Speaking to PW of today’s medal success, McCaughrean said: “The Carnegie Medal is the prize every author wants. I am almost ashamed of how much I wanted to win it a second time, 30 years after the first—an affirmation that my talent had not waned, that I can still entertain. CILIP, who award the prize, are an awesome association of people who know books, and champion reading and ready access to books. Their motives are the same as such towering visionaries as Andrew Carnegie, who established the first free public libraries and allowed rich and poor alike to delight in books. Libraries are bookshops where the goods are free. They instil a love of reading which, in its turn, imparts all kinds of priceless gifts – vocabulary, escape, empathy, excitement. The Carnegie Medal will mean that my story reaches thousands more people. A certain handful of barely-literate boys marooned on a Scottish rock 300 years ago would be astounded to find themselves centre stage, restored to life by the magic of fiction.”

At the ceremony McCaughrean gave a speech petitioning against the dumbing down of language in children’s literature and stressing the importance of children and young people’s right to language, expression and information. She praised her fellow Medals nominees for their unflinching look at difficult subject matter, from the Black Lives Matter movement to bullying and depression.

Town Is by the Sea, for which Smith won the Greenaway Medal, is set in the coal-mining town Glace Bay, located on Nova Scotia’s Cape Breton Island, in the 1950s, and contrasts a child’s life of play, in a bright world above ground, with an adult’s world of work, in the perilous subterranean world of a mining pit. Smith researched his illustrations at the Miner’s Museum in Glace Bay and took inspiration for his expressive brush work from Impressionist artists such as J.M.W. Turner. Previously winner of the 2015 Governor General’s Award for Illustrated Children’s Books for his illustrations to Sidewalk Flowers by JonArno Lawson, this was Smith’s first nomination for the Kate Greenaway Medal.
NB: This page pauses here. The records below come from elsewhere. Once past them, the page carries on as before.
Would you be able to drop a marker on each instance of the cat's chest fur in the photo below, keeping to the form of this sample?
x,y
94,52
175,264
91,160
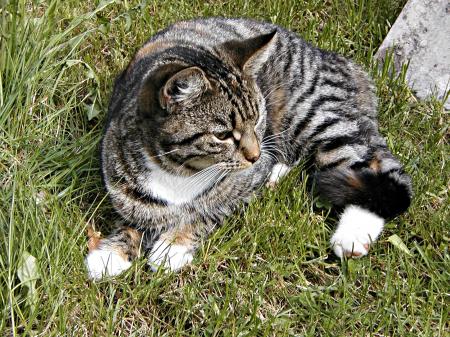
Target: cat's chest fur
x,y
171,188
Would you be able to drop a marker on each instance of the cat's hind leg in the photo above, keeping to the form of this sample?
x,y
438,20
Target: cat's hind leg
x,y
114,254
369,193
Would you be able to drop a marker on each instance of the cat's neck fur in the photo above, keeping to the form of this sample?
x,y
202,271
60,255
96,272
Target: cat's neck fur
x,y
172,188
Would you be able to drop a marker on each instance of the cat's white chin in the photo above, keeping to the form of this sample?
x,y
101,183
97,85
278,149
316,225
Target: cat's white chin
x,y
358,228
169,256
104,262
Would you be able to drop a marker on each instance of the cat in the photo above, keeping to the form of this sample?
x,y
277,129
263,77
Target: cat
x,y
209,111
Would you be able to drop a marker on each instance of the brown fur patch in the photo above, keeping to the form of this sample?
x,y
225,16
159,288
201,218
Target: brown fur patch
x,y
135,235
183,236
276,104
375,164
353,181
149,48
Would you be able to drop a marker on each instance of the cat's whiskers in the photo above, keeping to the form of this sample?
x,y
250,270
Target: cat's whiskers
x,y
202,178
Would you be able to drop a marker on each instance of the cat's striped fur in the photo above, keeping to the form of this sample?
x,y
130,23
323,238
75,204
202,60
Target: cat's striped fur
x,y
204,112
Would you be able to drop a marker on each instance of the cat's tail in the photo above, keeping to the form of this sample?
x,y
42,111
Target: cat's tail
x,y
368,194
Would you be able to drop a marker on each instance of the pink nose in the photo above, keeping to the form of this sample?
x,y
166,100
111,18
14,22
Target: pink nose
x,y
252,155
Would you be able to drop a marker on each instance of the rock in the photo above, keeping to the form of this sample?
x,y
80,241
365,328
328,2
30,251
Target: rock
x,y
421,34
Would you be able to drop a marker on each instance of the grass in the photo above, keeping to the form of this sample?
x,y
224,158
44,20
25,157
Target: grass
x,y
267,272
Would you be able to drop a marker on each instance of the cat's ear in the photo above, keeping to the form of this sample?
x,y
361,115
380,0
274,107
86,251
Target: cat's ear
x,y
249,55
183,87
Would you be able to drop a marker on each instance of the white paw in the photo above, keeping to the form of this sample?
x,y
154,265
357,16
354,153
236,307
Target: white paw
x,y
278,171
358,228
169,256
103,262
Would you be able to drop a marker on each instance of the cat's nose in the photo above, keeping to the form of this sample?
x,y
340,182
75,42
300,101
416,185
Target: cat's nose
x,y
252,155
249,146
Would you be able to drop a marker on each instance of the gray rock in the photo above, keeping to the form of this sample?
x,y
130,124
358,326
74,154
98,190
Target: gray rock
x,y
421,34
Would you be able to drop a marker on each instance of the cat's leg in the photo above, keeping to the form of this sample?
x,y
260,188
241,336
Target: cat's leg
x,y
369,191
279,170
174,248
357,229
114,254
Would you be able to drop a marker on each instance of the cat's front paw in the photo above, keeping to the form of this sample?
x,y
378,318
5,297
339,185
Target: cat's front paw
x,y
169,256
358,228
104,261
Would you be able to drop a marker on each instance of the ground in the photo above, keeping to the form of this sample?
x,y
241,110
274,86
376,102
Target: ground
x,y
269,271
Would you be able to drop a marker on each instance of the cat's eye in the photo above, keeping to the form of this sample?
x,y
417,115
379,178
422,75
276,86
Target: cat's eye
x,y
224,135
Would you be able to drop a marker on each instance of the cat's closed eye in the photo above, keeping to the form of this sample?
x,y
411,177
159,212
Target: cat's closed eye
x,y
224,135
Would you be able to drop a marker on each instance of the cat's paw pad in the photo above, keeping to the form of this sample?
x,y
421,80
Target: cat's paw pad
x,y
169,256
103,262
358,228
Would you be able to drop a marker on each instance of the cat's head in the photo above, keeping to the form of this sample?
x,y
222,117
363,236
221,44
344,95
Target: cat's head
x,y
211,112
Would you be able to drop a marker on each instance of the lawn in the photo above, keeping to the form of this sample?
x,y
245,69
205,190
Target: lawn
x,y
266,272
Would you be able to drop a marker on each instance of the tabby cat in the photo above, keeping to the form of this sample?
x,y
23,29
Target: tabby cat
x,y
209,111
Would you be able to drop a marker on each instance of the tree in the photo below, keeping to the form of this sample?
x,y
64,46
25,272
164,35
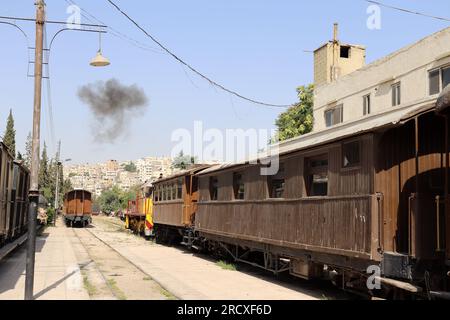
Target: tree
x,y
28,151
298,119
9,138
44,175
183,162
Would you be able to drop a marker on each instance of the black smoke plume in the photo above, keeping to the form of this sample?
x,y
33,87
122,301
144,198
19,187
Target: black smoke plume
x,y
113,106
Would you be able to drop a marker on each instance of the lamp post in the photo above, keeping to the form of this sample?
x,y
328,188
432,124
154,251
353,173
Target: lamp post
x,y
34,183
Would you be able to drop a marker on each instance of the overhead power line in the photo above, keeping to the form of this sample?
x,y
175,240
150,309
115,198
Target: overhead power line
x,y
90,17
212,82
407,11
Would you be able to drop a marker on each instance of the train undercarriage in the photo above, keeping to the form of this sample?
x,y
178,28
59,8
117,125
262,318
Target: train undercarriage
x,y
364,278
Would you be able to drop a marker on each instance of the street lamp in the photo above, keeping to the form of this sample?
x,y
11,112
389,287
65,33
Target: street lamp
x,y
34,176
100,60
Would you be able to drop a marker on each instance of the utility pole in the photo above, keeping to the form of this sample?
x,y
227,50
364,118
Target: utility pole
x,y
58,169
34,185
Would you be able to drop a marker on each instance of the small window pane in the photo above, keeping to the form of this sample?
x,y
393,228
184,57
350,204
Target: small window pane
x,y
434,82
396,95
445,77
329,118
366,101
351,154
276,184
239,187
320,185
180,189
214,188
339,114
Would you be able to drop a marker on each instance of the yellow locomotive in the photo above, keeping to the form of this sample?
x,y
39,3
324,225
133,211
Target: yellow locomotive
x,y
139,214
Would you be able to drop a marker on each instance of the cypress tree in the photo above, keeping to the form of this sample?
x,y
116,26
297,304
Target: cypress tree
x,y
9,138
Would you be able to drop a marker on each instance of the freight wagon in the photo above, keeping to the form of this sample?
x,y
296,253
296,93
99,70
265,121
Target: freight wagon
x,y
77,208
14,186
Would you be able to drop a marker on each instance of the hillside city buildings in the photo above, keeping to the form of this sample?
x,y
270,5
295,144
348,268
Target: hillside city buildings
x,y
99,177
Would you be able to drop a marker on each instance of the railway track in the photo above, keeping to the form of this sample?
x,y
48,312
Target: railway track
x,y
8,249
113,276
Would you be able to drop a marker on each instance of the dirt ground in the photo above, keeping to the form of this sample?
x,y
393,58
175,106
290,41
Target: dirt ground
x,y
111,276
190,276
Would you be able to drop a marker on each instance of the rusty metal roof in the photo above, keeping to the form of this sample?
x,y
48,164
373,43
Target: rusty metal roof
x,y
367,124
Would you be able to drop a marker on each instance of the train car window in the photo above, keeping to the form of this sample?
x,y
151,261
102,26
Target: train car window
x,y
174,191
180,189
214,188
239,186
316,176
164,198
276,184
169,192
156,194
351,154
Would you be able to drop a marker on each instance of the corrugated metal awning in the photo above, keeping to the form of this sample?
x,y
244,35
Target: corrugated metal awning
x,y
367,124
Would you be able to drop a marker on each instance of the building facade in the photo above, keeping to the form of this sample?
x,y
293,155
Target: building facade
x,y
408,78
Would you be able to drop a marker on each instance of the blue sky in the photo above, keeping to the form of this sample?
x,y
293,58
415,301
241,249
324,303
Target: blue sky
x,y
252,46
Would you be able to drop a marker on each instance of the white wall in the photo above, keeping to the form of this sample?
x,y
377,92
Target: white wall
x,y
410,66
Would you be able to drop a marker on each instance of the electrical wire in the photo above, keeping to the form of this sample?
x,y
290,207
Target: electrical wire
x,y
212,82
50,120
407,11
90,17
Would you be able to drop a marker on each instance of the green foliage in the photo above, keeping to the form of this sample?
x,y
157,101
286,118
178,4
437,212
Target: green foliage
x,y
50,215
298,119
28,151
9,138
183,162
114,199
44,174
130,167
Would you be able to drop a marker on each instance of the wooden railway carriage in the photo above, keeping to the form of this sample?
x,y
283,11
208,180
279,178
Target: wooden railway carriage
x,y
14,186
175,205
373,193
78,208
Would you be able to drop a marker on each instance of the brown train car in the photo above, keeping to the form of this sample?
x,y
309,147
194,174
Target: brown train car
x,y
14,186
78,208
373,195
175,205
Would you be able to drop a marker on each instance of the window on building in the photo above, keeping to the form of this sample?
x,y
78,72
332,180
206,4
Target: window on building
x,y
367,105
445,77
180,189
396,94
169,192
351,154
439,79
316,176
238,186
214,188
276,184
334,116
174,191
164,190
156,195
435,82
345,52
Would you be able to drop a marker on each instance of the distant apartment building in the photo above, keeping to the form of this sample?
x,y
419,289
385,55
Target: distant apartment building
x,y
348,91
98,177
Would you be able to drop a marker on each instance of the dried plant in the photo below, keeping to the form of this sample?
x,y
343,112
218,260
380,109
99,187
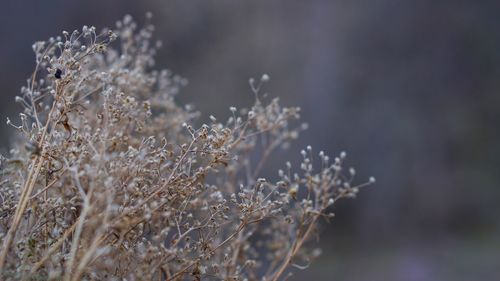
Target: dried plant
x,y
108,180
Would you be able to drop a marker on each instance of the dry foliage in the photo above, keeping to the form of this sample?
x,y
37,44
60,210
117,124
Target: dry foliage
x,y
109,181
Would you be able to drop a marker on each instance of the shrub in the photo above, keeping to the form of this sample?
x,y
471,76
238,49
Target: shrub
x,y
108,179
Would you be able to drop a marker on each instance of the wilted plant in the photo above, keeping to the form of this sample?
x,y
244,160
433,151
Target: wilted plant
x,y
108,179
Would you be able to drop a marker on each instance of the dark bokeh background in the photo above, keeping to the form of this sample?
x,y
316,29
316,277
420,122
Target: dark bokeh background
x,y
409,88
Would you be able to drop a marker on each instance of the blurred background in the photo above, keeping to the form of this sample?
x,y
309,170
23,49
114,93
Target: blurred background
x,y
410,89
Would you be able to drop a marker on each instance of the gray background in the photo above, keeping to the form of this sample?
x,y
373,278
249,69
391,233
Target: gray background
x,y
410,89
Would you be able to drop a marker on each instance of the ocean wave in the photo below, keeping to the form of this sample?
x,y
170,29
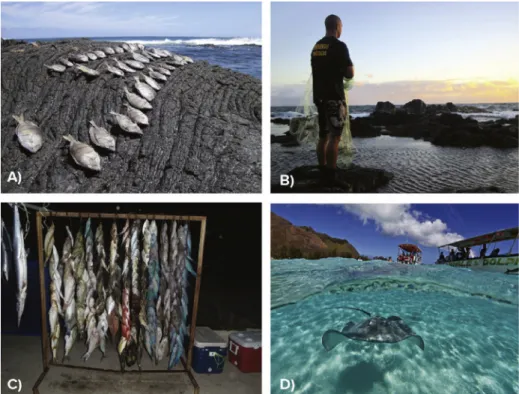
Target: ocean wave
x,y
240,41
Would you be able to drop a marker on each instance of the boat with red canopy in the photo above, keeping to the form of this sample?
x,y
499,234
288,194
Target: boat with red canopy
x,y
409,254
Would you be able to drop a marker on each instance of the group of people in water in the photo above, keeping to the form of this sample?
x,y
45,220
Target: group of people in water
x,y
466,254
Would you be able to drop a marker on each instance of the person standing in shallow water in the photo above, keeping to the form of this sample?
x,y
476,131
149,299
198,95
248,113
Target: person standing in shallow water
x,y
331,63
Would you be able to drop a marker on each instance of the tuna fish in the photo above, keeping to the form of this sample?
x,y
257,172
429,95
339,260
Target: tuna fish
x,y
29,134
78,57
156,75
140,58
150,81
101,137
88,71
126,124
136,115
145,90
66,62
134,64
56,67
83,154
20,261
137,101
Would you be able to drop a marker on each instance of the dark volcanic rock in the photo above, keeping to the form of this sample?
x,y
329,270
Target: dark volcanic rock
x,y
307,179
204,133
362,128
415,107
280,121
384,107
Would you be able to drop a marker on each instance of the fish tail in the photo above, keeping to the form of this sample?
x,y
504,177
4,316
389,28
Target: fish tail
x,y
68,138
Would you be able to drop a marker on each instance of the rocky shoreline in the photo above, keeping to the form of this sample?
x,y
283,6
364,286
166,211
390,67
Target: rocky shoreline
x,y
442,125
204,133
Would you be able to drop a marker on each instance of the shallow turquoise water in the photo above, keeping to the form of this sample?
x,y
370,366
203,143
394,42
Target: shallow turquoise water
x,y
471,340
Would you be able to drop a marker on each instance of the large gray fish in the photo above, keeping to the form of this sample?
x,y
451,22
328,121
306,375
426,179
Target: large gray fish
x,y
83,154
167,67
78,57
29,134
109,51
140,58
88,71
150,81
48,243
136,115
101,137
137,101
66,62
156,75
20,260
162,70
145,91
126,124
134,64
114,70
56,67
123,66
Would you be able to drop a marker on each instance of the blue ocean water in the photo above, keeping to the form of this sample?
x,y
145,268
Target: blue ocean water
x,y
468,321
239,53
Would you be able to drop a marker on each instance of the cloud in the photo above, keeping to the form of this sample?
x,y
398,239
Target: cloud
x,y
82,16
402,220
400,92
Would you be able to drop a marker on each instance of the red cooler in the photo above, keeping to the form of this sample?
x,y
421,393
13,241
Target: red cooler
x,y
245,350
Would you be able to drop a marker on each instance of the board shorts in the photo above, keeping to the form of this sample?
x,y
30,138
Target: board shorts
x,y
332,116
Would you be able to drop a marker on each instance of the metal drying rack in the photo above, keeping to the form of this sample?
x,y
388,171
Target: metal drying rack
x,y
46,351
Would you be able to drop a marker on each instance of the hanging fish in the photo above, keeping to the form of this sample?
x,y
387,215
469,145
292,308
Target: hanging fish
x,y
48,243
114,291
125,318
6,263
69,303
20,259
146,239
81,277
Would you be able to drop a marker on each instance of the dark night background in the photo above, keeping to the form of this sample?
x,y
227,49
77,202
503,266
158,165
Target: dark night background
x,y
230,293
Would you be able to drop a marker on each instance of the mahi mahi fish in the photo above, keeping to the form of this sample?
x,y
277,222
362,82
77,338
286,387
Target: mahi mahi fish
x,y
83,154
29,134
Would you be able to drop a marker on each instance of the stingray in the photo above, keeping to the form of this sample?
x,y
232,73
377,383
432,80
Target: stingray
x,y
375,329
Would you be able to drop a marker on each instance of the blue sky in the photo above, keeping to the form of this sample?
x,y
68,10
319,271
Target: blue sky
x,y
378,229
460,52
97,19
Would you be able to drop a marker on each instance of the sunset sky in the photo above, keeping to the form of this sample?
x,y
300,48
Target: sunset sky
x,y
439,52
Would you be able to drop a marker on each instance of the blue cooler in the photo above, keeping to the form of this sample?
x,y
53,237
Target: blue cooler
x,y
209,351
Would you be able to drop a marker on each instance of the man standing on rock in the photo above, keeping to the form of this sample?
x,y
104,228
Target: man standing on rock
x,y
331,63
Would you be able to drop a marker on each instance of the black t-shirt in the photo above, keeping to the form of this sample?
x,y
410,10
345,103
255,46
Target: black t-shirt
x,y
330,58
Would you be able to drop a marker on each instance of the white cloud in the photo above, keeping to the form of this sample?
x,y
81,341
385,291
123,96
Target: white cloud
x,y
80,16
401,220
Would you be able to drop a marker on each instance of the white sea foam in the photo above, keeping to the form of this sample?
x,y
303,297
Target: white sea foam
x,y
239,41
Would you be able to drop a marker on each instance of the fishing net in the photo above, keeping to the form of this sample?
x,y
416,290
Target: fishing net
x,y
305,129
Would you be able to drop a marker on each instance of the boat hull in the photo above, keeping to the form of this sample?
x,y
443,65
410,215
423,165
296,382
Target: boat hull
x,y
510,261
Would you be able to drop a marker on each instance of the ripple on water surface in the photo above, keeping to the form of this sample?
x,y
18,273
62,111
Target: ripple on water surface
x,y
418,166
470,345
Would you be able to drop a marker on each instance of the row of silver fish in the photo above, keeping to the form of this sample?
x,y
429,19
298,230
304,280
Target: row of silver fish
x,y
143,303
Accepting the Medal Smith said, “Although this story is specific to a place and a time, the context of childhood is universal. There is something so beautiful about the universality of the complicated richness of youth. It is a dream come true to see my work, crafted from my heart, for family and my home to be honored by the highest of praises. There is no better feeling than to be recognized for something that was created with sincerity and joy. I regard this honor as a challenge to continue to work with such tools.”

In addition to their medals, McCaughrean and Smith each receive £500 worth of books to donate to a library of their choice and a £5,000 cash prize from the Colin Mears Award.

Themes of empowering children to stand up for their beliefs and encouraging them to shape the world around them are celebrated in both the Amnesty CILIP Honour commendations. From the CILIP Carnegie Medal shortlist, the Honour went to U.S. debut author Angie Thomas for The Hate U Give (Walker Books). Inspired by the Black Lives Matter movement, it tells the story of 16-year-old Starr following the fatal shooting of a best friend by a white police officer. The Amnesty CILIP Honour from the Kate Greenaway Medal shortlist went to British artist and former Medal winner Levi Pinfold for his illustrations in The Song from Somewhere Else by A.F. Harrold (Bloomsbury).